In the case of video, you can save yourself the trouble of cutting clips and converting to animated GIFs by using PotPlayer. This versatile video player can automatically generate a GIF from the video source it’s playing in one simple step, hence saving you plenty of time. Here’s how to go about it.
Record a Playing Video to a GIF using PotPlayer
- Download and install PotPlayer for Windows if you’re yet to.
- Open the video you wish to extract a GIF from using PotPlayer. The player supports virtually all video formats and codecs out of the box including MP4, WebM, AVI, MKV, MOV, WMV, OGV, MPEG, DVD etc.
- Seek the video to the position you wish the animated GIF to begin and pause. For finer seeking, you can jump by seconds or key frames using the left and right arrow keys. To adjust the jump duration, go to
Preferences (F5) > Playback > Time Jump
. - Next, press ALT+C to launch the Video Recorder window.
- In the File Format dropdown, set the output format to GIF.
- The only other things you may want to adjust is the output Size (resolution) of the GIF. By default, PotPlayer uses the Original size, meaning the GIF resolution will be similar to that of the playing video. This may not be practical for high resolution videos (e.g. 720p, 1080p) as the GIF will be very large for a few seconds of playtime.
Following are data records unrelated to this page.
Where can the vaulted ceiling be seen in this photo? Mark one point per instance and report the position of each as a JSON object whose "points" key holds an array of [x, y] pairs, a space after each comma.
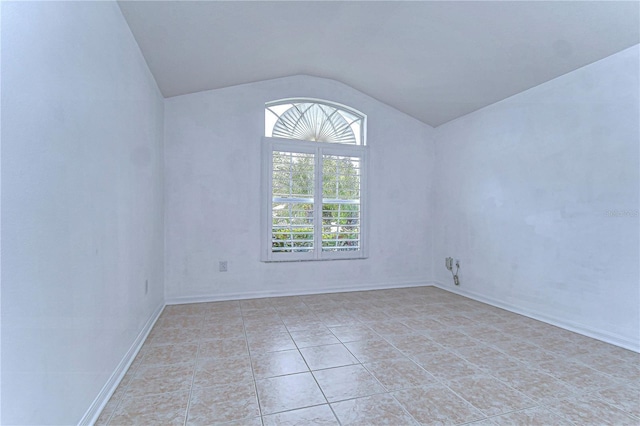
{"points": [[435, 61]]}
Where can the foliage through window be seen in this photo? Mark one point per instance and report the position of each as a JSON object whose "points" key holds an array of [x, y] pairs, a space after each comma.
{"points": [[314, 177]]}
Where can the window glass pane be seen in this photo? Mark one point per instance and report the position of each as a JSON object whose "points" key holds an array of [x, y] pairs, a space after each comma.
{"points": [[292, 227], [340, 203], [292, 202], [293, 175]]}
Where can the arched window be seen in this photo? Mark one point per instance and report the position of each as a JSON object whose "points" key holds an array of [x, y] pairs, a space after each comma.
{"points": [[312, 120], [314, 179]]}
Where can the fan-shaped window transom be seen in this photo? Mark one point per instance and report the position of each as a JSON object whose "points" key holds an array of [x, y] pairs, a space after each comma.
{"points": [[313, 121]]}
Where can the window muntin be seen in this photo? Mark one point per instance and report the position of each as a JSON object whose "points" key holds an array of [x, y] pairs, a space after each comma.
{"points": [[315, 121], [314, 204]]}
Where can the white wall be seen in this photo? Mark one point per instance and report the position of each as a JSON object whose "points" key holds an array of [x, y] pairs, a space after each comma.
{"points": [[82, 204], [523, 193], [212, 198]]}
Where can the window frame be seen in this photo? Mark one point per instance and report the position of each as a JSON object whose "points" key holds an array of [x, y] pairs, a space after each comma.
{"points": [[319, 149]]}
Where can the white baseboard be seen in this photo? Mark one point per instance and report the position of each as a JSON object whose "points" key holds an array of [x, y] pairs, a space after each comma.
{"points": [[261, 294], [98, 404], [604, 336]]}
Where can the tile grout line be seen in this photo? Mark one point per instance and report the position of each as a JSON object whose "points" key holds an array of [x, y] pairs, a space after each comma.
{"points": [[255, 382], [195, 367]]}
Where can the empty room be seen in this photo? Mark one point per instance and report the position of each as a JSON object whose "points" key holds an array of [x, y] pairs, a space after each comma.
{"points": [[331, 212]]}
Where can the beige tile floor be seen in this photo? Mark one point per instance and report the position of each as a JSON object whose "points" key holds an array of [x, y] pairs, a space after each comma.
{"points": [[395, 357]]}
Set it to something below 640×480.
- You can also adjust the playback speed of the GIF by adjusting the value in the Speed box. For instance, if you want it to play twice as fast you need to enter a value of 2, and 0.5 if you want it to play twice as slow.
- Click the Start button, then on the playing window, resume your video by pressing the play button.
- Let it record for the duration you want the GIF to last, then press Stop in the Video Recorder window.
- Now just click the Open Storage Folder button to view the recorded GIF.
NOTE:

You may get an Unable to capture audio! error if the playing video has no audio stream. Ignore this error; a true GIF (not to be confused with a GIFV) doesn’t carry an audio stream.
Quality of the Animated GIF
You may notice the quality of the animated GIF is not that really good and actually appears somewhat pixelated. Increasing the bitrate in the video recorder settings will have no effect on the quality. This is however not because of the video player per se but is merely a limitation of the GIF format.
The GIF format wasn’t designed for videos but short animations. It’s also limited to only 256 colors explaining the rather “washed out” quality of the GIFs.
A remedy to these shortcomings is the relatively new “format” called GIFV that was introduced by Imgur. The site by default converts all uploaded GIFs weighing above 2MB to GIFV.
GIFV is however neither a GIF nor a new format and is merely a video file (MP4 or WebM) with a different extension that is made to appear as an animated GIF by looping, removing video controls and removing the audio.
You should therefore not expect the quality of your animated GIFs to be comparable to that of GIFVs.
With that said, I’ve gotten far much better looking GIFs when making the same animated GIFs using VirtualDub while GOM Player produces animated GIFs similar to PotPlayer in quality.
I haven’t quite figured out what VirtualDub is doing differently as the GIF size is comparable to those produced by the players so should you not be pleased with their results I highly recommend giving it a try.
Besides the improved quality, it has a video editor and filters enabling you to trim and customize the look of your GIFs.